An hour later, after the doctor had checked her over and declared her fit to have visitors, Josh appeared in her doorway. He had a white bandage wrapped around his head and walked like everything hurt, but he was grinning.
"Hey, partner. Nice nap?"
"Did that really happen?" Kyla asked. "The portal, the old man, all of it?"
Josh's grin faded. "That's the thing. When Chen and the team stormed the house, the basement was empty. No portal, no old man, no Messenger. Just Marcus Webb unconscious on the floor and us knocked out nearby."
"That's impossible. We both saw it."
"I know. But Chen thinks we were drugged or hit our heads first and hallucinated the rest. The fragments on the table were gone. No evidence of anything supernatural." Josh sat down in the chair beside her bed. "But I know what I saw. And I know you saw it too."
"So what do we do?"
"We get out of this hospital, and we go back to that house. Because whatever happened, whatever that portal was—it's real. And if what the old man said is true, we've got three days to figure out how to stop an invasion."

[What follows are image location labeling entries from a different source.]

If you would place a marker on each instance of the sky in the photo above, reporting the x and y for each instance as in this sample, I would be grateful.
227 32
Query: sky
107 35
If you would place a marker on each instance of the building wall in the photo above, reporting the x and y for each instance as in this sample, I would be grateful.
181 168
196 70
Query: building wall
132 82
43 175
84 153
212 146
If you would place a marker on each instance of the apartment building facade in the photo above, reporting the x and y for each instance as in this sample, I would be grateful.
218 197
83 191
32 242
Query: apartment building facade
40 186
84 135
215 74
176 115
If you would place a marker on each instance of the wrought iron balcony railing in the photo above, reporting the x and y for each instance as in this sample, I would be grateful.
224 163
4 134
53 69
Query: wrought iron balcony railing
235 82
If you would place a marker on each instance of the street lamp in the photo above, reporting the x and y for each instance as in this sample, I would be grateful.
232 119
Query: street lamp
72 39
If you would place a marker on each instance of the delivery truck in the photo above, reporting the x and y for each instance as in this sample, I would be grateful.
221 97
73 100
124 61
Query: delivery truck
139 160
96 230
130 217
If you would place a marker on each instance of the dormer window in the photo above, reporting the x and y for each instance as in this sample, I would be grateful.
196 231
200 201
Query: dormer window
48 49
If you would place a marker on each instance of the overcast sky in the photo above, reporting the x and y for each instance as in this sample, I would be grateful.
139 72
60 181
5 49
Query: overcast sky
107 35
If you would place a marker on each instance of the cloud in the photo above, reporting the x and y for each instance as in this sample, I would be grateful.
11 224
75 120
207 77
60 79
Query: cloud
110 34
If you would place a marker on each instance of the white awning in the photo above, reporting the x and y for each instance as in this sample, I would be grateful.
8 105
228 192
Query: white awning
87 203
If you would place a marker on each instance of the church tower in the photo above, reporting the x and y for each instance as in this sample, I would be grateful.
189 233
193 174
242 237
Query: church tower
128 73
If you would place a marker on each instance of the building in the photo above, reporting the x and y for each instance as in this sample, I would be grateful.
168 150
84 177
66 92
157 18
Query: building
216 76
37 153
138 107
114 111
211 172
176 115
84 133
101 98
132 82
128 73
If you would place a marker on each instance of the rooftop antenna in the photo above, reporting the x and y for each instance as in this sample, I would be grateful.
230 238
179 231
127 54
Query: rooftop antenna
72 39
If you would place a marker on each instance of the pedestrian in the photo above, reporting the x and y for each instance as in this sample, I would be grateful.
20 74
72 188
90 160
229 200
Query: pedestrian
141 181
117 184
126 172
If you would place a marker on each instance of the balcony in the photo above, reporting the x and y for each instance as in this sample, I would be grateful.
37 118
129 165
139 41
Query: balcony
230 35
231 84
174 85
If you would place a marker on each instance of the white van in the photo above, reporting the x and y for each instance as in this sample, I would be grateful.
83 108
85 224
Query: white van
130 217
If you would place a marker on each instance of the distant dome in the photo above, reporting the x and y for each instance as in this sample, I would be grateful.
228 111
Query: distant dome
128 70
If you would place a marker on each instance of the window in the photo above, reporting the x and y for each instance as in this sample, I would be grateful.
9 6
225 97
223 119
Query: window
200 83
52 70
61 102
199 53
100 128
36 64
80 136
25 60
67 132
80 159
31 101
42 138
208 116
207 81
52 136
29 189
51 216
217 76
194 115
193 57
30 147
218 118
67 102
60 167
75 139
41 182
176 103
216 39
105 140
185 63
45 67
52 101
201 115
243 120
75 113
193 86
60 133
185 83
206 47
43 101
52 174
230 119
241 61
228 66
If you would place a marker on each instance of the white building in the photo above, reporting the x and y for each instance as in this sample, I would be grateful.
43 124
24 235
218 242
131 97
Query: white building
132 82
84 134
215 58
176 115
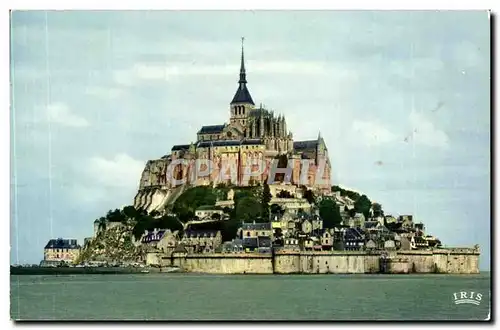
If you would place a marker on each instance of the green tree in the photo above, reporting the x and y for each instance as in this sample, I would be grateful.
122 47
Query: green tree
102 224
277 210
309 196
363 205
191 199
115 216
266 198
329 213
130 212
377 210
248 209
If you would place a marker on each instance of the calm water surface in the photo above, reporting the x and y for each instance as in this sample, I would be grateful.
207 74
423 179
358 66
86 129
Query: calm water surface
247 297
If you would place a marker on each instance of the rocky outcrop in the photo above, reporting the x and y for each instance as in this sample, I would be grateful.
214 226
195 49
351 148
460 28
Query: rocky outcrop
115 244
156 198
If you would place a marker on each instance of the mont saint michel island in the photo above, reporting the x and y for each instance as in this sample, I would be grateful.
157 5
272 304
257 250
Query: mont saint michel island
245 197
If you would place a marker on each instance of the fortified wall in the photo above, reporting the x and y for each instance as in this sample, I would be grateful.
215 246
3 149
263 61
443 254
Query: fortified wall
449 261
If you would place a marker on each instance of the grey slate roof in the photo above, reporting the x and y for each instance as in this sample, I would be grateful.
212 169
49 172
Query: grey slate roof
180 147
211 129
251 141
152 237
225 143
371 224
256 226
200 233
250 242
303 145
242 95
60 243
264 241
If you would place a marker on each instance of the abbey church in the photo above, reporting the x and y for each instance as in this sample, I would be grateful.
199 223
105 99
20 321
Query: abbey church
253 136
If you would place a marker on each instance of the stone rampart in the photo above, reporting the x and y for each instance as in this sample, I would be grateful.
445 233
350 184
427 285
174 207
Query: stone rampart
452 261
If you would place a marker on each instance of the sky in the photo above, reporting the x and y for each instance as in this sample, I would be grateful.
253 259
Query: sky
402 100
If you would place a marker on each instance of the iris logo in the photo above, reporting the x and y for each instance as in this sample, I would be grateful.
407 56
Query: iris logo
464 297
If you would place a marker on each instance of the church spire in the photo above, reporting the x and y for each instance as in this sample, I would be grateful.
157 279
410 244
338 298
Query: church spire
243 74
242 94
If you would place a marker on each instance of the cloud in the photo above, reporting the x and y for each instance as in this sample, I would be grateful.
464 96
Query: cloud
107 181
60 113
105 92
121 171
373 133
425 133
147 71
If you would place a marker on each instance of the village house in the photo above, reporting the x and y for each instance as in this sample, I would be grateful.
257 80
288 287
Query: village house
418 243
358 221
256 229
163 240
406 221
291 243
405 243
390 219
208 211
326 240
202 241
61 250
250 244
234 246
390 245
354 239
432 241
306 227
264 244
371 245
419 227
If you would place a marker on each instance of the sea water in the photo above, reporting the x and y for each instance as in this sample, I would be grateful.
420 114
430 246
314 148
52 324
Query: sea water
192 297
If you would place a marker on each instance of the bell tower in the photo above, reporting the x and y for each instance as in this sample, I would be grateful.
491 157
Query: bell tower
242 102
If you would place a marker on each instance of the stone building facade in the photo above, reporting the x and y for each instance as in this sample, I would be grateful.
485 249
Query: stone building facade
242 151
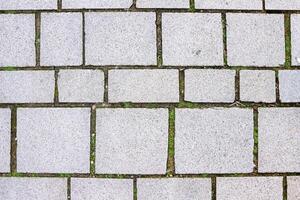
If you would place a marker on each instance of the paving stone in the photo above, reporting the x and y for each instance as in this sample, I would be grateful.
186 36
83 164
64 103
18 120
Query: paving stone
143 86
282 4
53 140
295 34
95 189
174 188
279 139
81 85
254 188
293 192
257 86
229 4
218 140
140 138
28 4
96 3
5 140
163 4
209 85
33 188
27 86
61 39
124 38
289 85
17 37
255 40
192 39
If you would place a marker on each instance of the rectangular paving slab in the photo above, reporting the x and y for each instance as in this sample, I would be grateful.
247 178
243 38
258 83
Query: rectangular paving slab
5 136
53 140
33 188
174 188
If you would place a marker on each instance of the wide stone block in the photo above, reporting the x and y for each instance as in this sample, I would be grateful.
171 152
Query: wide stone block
53 140
279 139
215 140
131 141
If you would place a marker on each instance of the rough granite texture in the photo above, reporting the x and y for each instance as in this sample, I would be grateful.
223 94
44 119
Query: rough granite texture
289 85
295 37
161 85
81 85
28 4
192 39
282 4
27 86
120 38
17 37
249 188
95 189
163 4
5 140
255 39
257 86
96 3
217 140
174 188
139 137
293 192
53 140
209 85
33 188
61 39
229 4
279 139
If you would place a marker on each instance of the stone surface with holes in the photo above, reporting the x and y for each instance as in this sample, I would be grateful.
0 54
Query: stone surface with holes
257 86
209 85
174 188
192 39
143 86
215 140
229 4
279 139
81 85
5 125
254 188
33 188
61 39
53 140
255 40
27 86
140 138
17 40
124 38
95 189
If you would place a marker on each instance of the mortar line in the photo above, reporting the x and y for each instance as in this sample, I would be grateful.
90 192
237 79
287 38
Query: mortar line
171 143
284 189
224 28
83 39
256 140
105 86
69 188
56 91
135 188
287 34
93 141
181 85
159 39
13 140
213 188
277 87
37 39
237 86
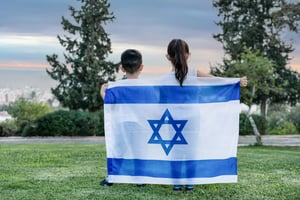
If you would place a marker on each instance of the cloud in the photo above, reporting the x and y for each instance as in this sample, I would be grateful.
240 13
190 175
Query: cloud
30 28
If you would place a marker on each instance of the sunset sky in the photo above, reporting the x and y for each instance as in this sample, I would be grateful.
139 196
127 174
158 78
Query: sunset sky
28 30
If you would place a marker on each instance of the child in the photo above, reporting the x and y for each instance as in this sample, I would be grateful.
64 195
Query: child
178 53
131 65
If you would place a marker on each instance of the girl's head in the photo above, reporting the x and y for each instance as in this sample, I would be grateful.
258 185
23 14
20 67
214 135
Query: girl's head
178 53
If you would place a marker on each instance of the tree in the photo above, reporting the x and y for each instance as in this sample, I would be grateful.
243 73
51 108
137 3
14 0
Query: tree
24 111
258 25
261 80
87 46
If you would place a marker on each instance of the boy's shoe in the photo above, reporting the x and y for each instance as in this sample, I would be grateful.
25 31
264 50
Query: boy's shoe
189 188
105 183
177 188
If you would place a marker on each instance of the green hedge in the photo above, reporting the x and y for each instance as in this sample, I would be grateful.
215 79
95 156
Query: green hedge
66 123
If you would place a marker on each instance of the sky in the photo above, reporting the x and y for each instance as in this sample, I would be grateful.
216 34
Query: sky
29 29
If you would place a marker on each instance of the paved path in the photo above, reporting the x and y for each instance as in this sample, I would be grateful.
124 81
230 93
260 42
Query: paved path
274 140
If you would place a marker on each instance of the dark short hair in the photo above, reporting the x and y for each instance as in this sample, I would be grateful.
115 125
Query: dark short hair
131 60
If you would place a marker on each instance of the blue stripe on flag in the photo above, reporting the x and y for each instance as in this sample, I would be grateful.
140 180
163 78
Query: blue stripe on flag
171 94
172 169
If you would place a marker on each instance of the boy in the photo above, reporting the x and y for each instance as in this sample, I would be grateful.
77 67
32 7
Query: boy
131 65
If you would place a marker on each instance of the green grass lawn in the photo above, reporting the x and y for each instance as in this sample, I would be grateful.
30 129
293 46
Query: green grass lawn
73 171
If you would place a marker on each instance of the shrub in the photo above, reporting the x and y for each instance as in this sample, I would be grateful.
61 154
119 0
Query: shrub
246 128
66 123
283 128
8 128
25 111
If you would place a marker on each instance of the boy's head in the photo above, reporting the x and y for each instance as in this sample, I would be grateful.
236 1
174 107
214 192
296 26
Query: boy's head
131 60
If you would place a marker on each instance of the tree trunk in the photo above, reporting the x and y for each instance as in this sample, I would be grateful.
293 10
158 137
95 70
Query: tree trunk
252 122
255 130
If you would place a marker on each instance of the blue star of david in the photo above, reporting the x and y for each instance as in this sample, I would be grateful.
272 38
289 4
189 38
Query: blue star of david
177 125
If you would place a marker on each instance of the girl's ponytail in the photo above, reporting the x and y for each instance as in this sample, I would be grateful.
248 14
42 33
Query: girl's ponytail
178 51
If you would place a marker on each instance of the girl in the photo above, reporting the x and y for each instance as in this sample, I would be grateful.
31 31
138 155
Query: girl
178 53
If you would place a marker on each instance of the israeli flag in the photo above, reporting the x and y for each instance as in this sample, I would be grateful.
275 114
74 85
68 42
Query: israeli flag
158 132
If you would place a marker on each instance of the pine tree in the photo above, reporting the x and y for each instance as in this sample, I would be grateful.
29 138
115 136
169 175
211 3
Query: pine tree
87 47
259 25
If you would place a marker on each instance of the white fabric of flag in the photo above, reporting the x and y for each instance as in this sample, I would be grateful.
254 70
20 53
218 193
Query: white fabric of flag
158 132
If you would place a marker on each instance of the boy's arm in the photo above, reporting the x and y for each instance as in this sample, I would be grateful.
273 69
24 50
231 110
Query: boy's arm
243 81
103 89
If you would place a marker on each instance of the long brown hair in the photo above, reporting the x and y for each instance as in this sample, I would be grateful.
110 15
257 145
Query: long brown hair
177 51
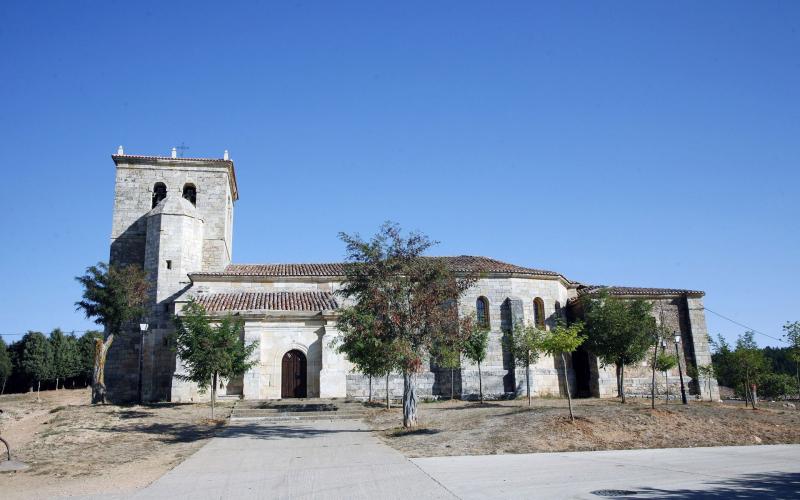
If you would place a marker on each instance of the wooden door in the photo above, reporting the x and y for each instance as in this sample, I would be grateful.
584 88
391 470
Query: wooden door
293 375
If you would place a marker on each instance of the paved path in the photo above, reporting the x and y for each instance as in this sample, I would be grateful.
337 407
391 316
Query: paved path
342 459
319 459
723 472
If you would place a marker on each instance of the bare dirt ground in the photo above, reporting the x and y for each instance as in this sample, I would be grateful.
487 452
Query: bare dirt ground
497 427
75 448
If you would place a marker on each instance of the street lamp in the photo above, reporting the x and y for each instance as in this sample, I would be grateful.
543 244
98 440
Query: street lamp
680 371
143 327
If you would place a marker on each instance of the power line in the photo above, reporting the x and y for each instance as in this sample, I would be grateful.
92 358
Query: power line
745 326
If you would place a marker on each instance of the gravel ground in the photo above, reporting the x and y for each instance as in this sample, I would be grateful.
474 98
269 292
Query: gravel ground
469 428
75 448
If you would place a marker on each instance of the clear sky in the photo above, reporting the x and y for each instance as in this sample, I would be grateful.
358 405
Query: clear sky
630 143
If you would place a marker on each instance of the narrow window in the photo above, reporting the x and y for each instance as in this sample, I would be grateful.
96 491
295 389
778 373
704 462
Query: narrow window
190 193
482 307
538 313
159 193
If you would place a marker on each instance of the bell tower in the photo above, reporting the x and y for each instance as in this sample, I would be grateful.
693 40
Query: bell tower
172 217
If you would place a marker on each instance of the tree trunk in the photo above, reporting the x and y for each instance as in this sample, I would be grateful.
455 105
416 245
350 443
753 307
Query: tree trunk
653 388
409 400
566 383
98 374
528 376
452 384
213 394
480 382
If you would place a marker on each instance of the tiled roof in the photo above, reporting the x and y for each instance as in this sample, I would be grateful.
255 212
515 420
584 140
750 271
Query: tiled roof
461 263
269 301
634 290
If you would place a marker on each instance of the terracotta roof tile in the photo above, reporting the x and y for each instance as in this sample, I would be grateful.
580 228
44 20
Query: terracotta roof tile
461 263
269 301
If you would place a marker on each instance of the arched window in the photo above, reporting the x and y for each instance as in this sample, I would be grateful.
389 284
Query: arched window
190 193
538 313
159 193
482 306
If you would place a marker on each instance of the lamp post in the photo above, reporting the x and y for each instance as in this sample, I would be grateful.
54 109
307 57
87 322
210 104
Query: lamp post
680 371
142 330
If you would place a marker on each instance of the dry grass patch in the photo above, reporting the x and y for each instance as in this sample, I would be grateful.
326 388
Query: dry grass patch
469 428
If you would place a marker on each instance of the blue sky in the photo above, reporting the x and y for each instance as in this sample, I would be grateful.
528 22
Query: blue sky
630 143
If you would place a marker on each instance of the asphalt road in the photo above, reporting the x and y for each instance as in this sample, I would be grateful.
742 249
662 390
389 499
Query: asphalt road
342 459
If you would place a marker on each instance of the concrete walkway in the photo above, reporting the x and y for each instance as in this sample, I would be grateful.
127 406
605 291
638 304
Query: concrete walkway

Kyla should have been scared. Should have wanted to run far away from glowing stones and mysterious portals. But instead, she felt something else—determination.
"Okay," she said. "But first, I need about a thousand painkillers and maybe another coffee."
Josh laughed, then winced and touched his bandage. "Deal. Though maybe we stick to decaf for a while. I think we've had enough excitement for one day."
Outside the hospital window, the city of Tides carried on, oblivious to the danger lurking beneath its streets. A portal to another world had opened, if only for a moment. And two young police officers had seen something that would change everything.
The real investigation was just beginning.